Le Monde s'est par ailleurs emparé de son cas dans un éditorial intitulé
"Quel crime a commis Sevil Sevimli, M. Erdogan?" Forte de ce soutien, la famille ne désespère pas. Son père, resté en France essaye d'être confiant :
"Mon épouse est sur place et ne rentrera pas sans sa fille. Elle peut la voir au parloir tous les mercredis et m'a rapporté que ses conditions d'incarcération se sont améliorées et qu'elle a le moral" confiait-t-il à l'AFP début juillet.
Une pétition a aussi été lancée le 12 juillet dernier, avec le soutien de la famille de Sevil Sevimli dans l'espoir de faire avancer son dossier. L'engagement pour sa libération est autant une revendication démocratique, car son cas est loin d'être isolé.

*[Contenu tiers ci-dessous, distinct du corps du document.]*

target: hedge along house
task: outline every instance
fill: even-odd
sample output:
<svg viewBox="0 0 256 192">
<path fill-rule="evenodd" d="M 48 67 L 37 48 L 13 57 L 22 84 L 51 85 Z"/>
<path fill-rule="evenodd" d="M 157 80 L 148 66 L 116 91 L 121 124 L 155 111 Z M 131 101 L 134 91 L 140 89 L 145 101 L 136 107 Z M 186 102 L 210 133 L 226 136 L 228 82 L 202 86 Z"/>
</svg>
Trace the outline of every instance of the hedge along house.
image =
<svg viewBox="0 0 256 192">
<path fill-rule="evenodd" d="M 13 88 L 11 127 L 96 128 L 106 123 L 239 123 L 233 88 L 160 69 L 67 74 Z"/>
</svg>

"Selon ma fille, des arrestations massives ont été menées dans tout le pays sur la base de soupçons de liens avec le DHKP-C, un parti clandestin d'extrême gauche" affirme le père de Sevil Sevimli. Plus de 600 étudiants turcs sont emprisonnés depuis 2010, selon des organisations étudiantes, et un millier de lycéens ont été arrêtés ces derniers mois. Au début de l'année 2012, 105 journalistes, 44 avocats et au moins 16 membres d'organisations de défense des droits de l'Homme et 41 syndicalistes étaient toujours emprisonnés, principalement au titre d'accusations de terrorisme.